Post by
Flush11 on May 19, 2022 1:08pm
valuation
Compare this company to Yangarra which I also own. Yangarra is estimating cash flow of about 1.80 per share and assumes an average production increase of about 25% and they are spending 105 million to get there - leaving about 60 million in free cash flow or around 70 cents on a 3.00 stock. All unhedged but based on drilling success. Relative debt levels are higher although absolute debt is lower. Their presentation forecasts a .8 x 1 debt to cash flow ratio. Free cash yield is 25%.
BNE has current production levels at or above their forecast for the year, 1000 boe/d behind pipe and still has an active drilling program in Q2 adding production. Free cash flow at strip is forecast at 165 million using their production assumptions or 5.00 per share on an 11.00 stock for a free cash yield of 45%.

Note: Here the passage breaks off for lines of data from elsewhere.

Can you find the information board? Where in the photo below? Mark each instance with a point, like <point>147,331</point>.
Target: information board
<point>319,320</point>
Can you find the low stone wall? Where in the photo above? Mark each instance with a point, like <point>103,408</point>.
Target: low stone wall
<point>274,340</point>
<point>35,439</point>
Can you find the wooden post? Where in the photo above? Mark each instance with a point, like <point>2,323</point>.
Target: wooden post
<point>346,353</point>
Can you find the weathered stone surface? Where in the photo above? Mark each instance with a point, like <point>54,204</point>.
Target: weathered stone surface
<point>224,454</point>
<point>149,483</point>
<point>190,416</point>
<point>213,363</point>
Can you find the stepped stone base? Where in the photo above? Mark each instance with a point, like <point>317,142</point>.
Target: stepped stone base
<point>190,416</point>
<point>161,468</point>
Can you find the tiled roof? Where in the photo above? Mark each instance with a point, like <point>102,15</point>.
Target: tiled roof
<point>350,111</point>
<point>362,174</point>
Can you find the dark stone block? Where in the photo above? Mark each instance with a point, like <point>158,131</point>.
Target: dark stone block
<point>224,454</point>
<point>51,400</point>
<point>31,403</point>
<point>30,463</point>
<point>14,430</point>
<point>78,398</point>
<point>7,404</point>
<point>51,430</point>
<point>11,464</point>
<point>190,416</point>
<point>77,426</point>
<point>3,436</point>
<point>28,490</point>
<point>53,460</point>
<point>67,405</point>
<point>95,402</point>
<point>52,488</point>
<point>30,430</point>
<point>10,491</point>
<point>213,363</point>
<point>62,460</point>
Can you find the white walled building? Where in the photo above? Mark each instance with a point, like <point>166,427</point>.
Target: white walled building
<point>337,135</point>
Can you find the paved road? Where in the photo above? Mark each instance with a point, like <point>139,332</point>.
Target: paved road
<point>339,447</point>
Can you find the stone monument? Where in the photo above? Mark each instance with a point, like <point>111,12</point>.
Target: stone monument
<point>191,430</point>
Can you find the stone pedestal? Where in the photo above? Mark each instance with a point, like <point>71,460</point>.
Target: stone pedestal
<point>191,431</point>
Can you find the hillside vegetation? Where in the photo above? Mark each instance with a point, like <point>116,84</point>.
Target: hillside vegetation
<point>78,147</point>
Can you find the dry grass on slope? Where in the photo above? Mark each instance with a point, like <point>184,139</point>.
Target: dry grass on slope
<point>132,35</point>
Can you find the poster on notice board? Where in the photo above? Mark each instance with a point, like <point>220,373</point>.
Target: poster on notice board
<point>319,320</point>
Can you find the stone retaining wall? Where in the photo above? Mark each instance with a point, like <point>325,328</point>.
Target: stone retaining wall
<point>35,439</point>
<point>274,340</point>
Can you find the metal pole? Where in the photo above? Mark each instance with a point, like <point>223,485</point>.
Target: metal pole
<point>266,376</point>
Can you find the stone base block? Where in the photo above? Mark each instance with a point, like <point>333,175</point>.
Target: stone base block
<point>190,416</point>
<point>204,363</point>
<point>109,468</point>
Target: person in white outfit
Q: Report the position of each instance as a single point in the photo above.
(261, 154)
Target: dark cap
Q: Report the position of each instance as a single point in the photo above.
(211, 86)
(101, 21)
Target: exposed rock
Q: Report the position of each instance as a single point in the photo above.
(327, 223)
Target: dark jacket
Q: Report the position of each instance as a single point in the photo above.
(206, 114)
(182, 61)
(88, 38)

both are growing by roughly the same amount year over year - slight edge to YGR but that was also based on a few production misses last year. BNE is oilier - also known as more profitable.
YGR has their abandonment liablilities in perfect shape. BNE has a ways to go.
comparing the two cheapies - BNE should double based on current numbers. Both are stupidly cheap.
Comment by
bandit69 on May 19, 2022 1:25pm
Agreed. Frustratingly slow though. Either that or I am impatient. lol
Comment by
churchofnutsacc on May 19, 2022 6:37pm
Headwater does 12,400 boe/d and is valued at $1.6 billion Bonterra does 13,200 boe/d and is valued at $389 million Headwater is debt free.